Se rastrea todavía el pasado de una arquitectura huertana en las calles peatonales de Benimaclet. Hoy es éste un bullicioso distrito urbano de la Valencia del siglo XXI con mucho estudiante como vecino, dada la proximidad de las facultades y escuelas superiores. Son estudiantes con el domicilio familiar distante de la gran ciudad, ocasionales vecinos de la misma, gente desenfadada, y un pelín informal, en el supermercado, en la verdulería, donde el barbero. Forman parte del paisaje cotidiano de la urbe, y forman parte también de ese paisaje más globalizado en que los medios de comunicación convirtieron nuestra Tierra achatada por los polos. Son conocedores por lo tanto de cuanto sucede ahora mismo en ese otro lado del Mediterráneo. Saben cuanto sucede y se indignan y se alarman ante la muerte violenta del adolescente Alexandros Grigoropulos. Luego siembran de leyendas, más o menos solidarias con sus coetáneos helenos, las fachadas de Benimaclet. Una de esas leyendas rezaba, o reza aún si las brigadillas de limpieza de Rita Barberá no la borraron ya: "La democracia asesina en Grecia".

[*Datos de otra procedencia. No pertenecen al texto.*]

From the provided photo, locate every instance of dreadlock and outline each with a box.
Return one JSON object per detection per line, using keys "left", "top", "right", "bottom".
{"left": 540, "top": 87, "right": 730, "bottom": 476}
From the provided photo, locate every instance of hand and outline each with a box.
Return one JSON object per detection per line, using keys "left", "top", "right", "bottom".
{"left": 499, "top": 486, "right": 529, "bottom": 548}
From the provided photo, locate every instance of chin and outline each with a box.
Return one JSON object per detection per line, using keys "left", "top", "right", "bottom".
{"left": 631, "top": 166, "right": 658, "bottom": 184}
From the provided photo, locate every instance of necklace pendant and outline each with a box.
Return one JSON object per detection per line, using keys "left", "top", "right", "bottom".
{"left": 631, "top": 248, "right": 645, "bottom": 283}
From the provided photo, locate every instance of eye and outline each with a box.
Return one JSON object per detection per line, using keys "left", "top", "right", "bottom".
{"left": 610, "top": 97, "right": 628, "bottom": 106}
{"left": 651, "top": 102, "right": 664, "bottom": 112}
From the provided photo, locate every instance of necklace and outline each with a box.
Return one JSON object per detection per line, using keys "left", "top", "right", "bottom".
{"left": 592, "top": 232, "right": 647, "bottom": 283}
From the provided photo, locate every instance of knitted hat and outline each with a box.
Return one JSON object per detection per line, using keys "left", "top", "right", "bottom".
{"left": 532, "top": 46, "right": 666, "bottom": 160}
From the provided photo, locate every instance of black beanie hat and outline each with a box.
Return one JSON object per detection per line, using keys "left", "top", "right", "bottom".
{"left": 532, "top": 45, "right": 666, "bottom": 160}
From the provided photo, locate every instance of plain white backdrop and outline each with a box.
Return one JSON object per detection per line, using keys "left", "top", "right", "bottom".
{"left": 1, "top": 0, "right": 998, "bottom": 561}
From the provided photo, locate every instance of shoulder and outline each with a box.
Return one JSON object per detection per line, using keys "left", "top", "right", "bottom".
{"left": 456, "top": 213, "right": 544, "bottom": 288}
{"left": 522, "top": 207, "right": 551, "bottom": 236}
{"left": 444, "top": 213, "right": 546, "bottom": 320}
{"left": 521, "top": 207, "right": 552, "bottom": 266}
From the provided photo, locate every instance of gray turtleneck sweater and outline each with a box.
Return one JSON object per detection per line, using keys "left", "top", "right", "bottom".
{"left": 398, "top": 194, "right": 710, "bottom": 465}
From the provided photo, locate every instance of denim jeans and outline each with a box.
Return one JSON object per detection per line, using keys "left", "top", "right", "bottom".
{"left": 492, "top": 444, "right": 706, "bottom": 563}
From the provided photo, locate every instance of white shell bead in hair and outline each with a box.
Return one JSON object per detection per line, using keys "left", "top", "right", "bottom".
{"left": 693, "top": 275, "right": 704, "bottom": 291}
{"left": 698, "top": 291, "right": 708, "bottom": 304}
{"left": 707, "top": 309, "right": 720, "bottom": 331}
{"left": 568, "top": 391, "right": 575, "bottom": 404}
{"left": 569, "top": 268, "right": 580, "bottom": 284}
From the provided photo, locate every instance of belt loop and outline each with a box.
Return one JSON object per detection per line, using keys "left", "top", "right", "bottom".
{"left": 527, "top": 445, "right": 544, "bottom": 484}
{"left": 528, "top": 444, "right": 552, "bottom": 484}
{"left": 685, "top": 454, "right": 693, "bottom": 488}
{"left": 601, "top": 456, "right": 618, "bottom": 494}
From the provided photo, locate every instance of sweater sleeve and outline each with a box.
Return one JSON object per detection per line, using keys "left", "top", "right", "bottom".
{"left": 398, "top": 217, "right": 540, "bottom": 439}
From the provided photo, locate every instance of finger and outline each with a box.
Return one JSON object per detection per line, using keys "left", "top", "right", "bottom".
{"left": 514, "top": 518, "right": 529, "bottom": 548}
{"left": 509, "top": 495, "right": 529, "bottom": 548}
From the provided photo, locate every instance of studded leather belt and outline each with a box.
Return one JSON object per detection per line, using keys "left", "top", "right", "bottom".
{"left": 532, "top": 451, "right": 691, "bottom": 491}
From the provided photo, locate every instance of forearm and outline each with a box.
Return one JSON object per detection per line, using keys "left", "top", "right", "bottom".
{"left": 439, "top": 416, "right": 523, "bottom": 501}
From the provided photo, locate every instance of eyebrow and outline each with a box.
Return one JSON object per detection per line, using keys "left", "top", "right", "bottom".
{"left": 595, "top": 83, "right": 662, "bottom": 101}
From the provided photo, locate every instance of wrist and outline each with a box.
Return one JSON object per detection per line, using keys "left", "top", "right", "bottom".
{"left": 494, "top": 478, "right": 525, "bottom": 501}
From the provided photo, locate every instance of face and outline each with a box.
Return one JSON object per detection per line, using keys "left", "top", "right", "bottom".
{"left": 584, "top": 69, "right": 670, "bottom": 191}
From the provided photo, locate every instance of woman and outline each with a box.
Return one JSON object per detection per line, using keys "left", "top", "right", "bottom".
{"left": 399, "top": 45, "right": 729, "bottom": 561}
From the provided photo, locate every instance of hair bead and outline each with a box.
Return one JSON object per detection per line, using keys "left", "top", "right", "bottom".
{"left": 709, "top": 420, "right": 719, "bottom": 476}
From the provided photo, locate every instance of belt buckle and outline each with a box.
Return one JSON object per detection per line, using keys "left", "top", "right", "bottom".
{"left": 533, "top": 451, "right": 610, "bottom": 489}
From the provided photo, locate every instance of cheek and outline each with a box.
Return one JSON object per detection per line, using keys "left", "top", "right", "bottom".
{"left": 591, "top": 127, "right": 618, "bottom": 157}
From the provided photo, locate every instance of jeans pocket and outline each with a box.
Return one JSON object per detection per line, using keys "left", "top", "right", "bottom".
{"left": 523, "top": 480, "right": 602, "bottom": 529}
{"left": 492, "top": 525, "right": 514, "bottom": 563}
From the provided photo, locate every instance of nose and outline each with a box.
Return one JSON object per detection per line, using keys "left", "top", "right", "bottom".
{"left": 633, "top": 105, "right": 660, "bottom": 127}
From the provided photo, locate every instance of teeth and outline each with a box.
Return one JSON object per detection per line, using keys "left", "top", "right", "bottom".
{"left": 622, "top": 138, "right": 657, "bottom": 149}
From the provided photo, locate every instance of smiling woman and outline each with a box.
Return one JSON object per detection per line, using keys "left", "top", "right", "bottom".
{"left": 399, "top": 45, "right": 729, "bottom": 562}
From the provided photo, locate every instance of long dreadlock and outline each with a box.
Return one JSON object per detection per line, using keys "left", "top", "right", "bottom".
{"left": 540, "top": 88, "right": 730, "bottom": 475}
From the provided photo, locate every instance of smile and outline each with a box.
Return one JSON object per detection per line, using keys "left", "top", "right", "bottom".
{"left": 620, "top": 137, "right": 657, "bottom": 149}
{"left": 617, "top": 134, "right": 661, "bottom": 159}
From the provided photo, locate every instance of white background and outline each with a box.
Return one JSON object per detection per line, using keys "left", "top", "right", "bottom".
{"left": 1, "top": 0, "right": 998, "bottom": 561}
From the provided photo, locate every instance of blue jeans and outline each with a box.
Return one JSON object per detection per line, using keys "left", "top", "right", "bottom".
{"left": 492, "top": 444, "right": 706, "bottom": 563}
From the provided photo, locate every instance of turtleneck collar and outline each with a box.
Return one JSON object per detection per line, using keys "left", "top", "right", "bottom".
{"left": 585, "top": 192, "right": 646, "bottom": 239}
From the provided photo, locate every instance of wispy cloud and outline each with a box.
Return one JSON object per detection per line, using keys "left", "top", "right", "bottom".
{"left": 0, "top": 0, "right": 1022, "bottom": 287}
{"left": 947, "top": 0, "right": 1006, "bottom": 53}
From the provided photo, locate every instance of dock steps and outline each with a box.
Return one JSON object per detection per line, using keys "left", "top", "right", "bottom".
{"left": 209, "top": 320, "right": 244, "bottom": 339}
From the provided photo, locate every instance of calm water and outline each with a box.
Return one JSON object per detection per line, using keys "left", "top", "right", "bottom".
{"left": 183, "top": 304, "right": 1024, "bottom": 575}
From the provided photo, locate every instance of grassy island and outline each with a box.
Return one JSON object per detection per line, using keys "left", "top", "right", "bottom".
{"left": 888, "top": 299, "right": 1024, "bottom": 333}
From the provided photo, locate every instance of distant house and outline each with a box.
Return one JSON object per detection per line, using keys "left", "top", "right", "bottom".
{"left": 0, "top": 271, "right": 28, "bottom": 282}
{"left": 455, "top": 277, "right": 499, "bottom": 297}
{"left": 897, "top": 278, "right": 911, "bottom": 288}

Y cualquiera de ustedes podría torcer el gesto ante la leyenda y acordarse a un tiempo de los clásicos grecolatinos sobre la temeridad como algo propio de la edad florida, y de la prudencia como atributo de quienes envejecen. La leyenda hace de la democracia una figura alegórica empuñando un arma, tan alegórica como Libertad, en la única y poco lograda tragedia "Numancia" de Cervantes. Y claro, no es eso. Lo hubiese podido ser, y nos vemos obligados a torcer el gesto, en la plaza mexicana de Las Tres Culturas en 1968, donde tuvo lugar una masacre olímpica de estudiantes, cuyo responsable fue un gobierno encallecido y encanallado en el poder. Tampoco estaría lejos durante las desapariciones y matanza de tanta gente joven, acaecidas durante las crueles dictaduras del Cono Sur latinoamericano, que fueron ayer mismo. La presencia de esa asesina fue latente en la Grecia que nos ocupa durante la dictadura de los coroneles: es difícil olvidar las muertes violentas de decenas de estudiante en la Universidad Politécnica de Atenas en 1973. Como tampoco cabe olvidar a los asesinados en la plaza pequinesa de Tiananmen a finales de la década de los ochenta. Y son unos ejemplos en una realidad más larga, que nos habla de la presencia alegórica de la muerte asesina en dictaduras y regímenes extremadamente autoritarios, del pasado y del presente.

La democracia como sistema de convivencia, como concepto, no asesina. Repitiendo lo que de puro sabido se olvida, es la democracia el peor de los regímenes políticos si exceptuamos todos los demás. Y la aseveración es válida en Atenas y en Benimaclet. Es además la democracia un concepto dinámico que hace referencia a lo trabajoso y constante de su construcción; a lo inacabado e imperfecto que siempre encontramos en ella. Un concepto que evoca al demócrata y asesinado presidente Kennedy cuando indicaba que nos preguntásemos qué hacíamos nosotros por la democracia, en vez de preguntarnos qué hace la democracia por nosotros.

En fin, a lo mejor, ya borraron las brigadillas de Rita Barberá las leyendas estudiantiles en Benimaclet. Unas leyendas escritas con la sangre caliente de la muchachada, al fragor de cuanto está ocurriendo por donde el Egeo en una democracia demasiado imperfecta, demasiado endogámica, en donde la clase política se encallece y encanalla en el poder. Aunque no sólo en Grecia.